Diese Zahlen und Fakten zeigen, dass Solarenergie heute keine Zukunftsmusik mehr ist, sondern eine sehr konkrete, kalkulierbare Investition in deine Unabhängigkeit. Du hast die Kontrolle über deine Energieversorgung, und die Technologie ist ausgereift genug, um dir verlässliche Erträge zu liefern.

häufig gestellte fragen

wie lange hält so eine solaranlage wirklich?

Die Module selbst sind extrem robust gebaut und haben oft Leistungsgarantien von 25 Jahren. Das bedeutet, sie produzieren auch nach dieser Zeit noch mindestens 80 Prozent ihrer ursprünglichen Leistung. In der Praxis laufen viele Anlagen weit länger als 30 Jahre. Der Wechselrichter muss eventuell früher ausgetauscht werden, rechne hierfür mit etwa 10 bis 15 Jahren Standzeit.

muss ich meinen kompletten strombedarf decken?

Nein, das ist nicht das Ziel. Es ist oft wirtschaftlicher, nur so viel zu installieren, wie du realistisch selbst verbrauchen kannst oder durch einen Speicher puffern kannst. Alles, was du nicht selbst verbrauchst, wird eingespeist und oft zu einem geringeren Satz vergütet.

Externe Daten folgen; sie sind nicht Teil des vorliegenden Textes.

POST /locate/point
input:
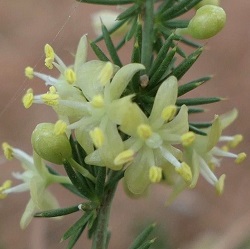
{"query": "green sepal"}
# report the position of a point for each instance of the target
(161, 55)
(197, 101)
(147, 244)
(178, 9)
(192, 85)
(142, 237)
(162, 69)
(201, 125)
(187, 41)
(174, 24)
(192, 110)
(131, 11)
(98, 52)
(107, 2)
(186, 64)
(57, 212)
(110, 46)
(81, 183)
(100, 181)
(165, 6)
(196, 130)
(132, 30)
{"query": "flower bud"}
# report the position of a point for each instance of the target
(207, 22)
(207, 2)
(51, 145)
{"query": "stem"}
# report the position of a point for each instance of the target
(147, 34)
(101, 235)
(81, 170)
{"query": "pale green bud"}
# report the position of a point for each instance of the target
(207, 2)
(207, 22)
(51, 145)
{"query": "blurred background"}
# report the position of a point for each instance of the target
(198, 218)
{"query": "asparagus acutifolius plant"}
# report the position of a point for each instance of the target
(124, 122)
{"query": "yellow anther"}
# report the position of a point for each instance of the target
(29, 72)
(144, 131)
(155, 174)
(219, 185)
(28, 98)
(6, 185)
(50, 98)
(241, 157)
(169, 113)
(97, 137)
(49, 51)
(7, 150)
(106, 73)
(188, 138)
(70, 75)
(124, 157)
(97, 101)
(52, 89)
(236, 140)
(225, 148)
(185, 172)
(60, 127)
(49, 56)
(212, 166)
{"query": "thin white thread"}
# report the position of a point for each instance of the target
(23, 86)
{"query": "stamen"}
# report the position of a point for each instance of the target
(144, 131)
(155, 174)
(241, 157)
(7, 150)
(106, 73)
(6, 185)
(97, 137)
(97, 101)
(124, 157)
(49, 51)
(50, 98)
(188, 138)
(169, 113)
(185, 172)
(29, 72)
(70, 76)
(28, 98)
(219, 185)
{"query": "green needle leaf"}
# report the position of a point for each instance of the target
(142, 237)
(57, 212)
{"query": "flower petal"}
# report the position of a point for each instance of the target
(214, 134)
(81, 53)
(122, 78)
(165, 96)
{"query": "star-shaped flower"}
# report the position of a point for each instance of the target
(36, 178)
(152, 140)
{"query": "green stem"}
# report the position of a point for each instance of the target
(147, 34)
(101, 235)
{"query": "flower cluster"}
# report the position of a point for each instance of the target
(89, 99)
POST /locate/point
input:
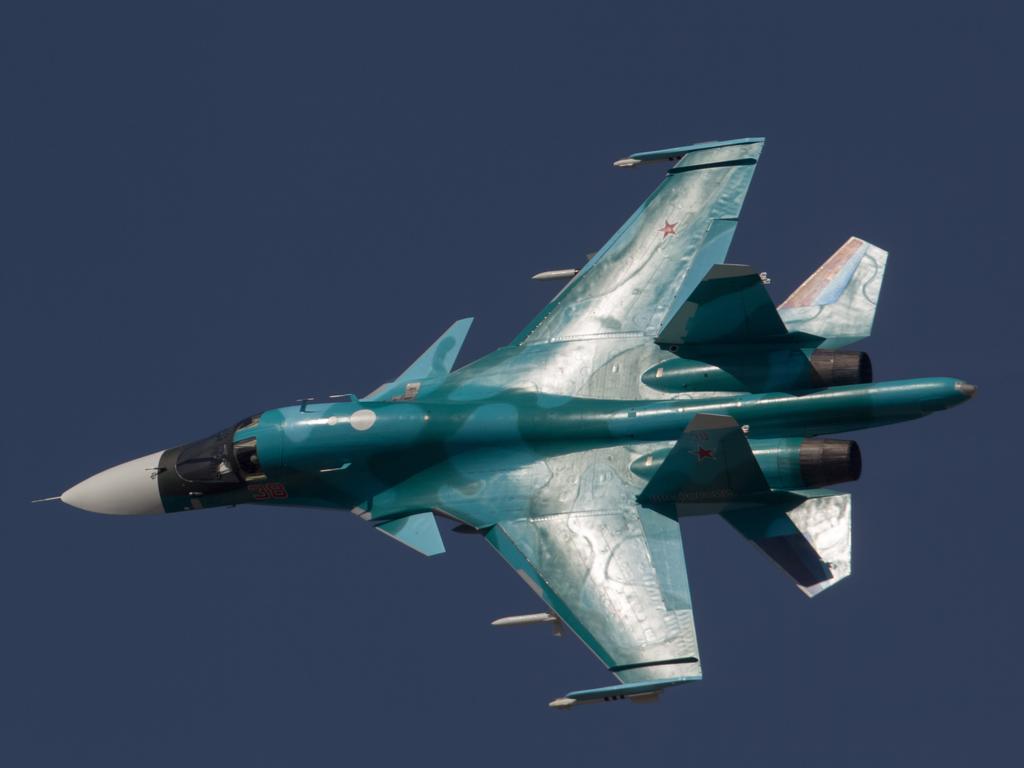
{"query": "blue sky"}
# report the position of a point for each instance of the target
(211, 209)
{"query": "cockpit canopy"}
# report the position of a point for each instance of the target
(220, 461)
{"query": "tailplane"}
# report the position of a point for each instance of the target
(839, 300)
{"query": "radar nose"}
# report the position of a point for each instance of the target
(128, 488)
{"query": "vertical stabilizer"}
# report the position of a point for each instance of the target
(839, 300)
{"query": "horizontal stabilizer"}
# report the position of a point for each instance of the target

Ziel ist die größtmögliche Reduzierung deines teuren Netzbezugs.

was passiert bei einem stromausfall mit meiner anlage?

Die meisten normalen PV-Anlagen schalten sich bei einem Stromausfall aus Sicherheitsgründen sofort ab. Das dient dem Schutz der Arbeiter im öffentlichen Netz. Willst du auch bei einem Blackout Strom nutzen können, brauchst du spezielle Systeme, die eine Notstromversorgung ermöglichen. Diese müssen bei der Installation explizit mit einem Speicher kombiniert werden.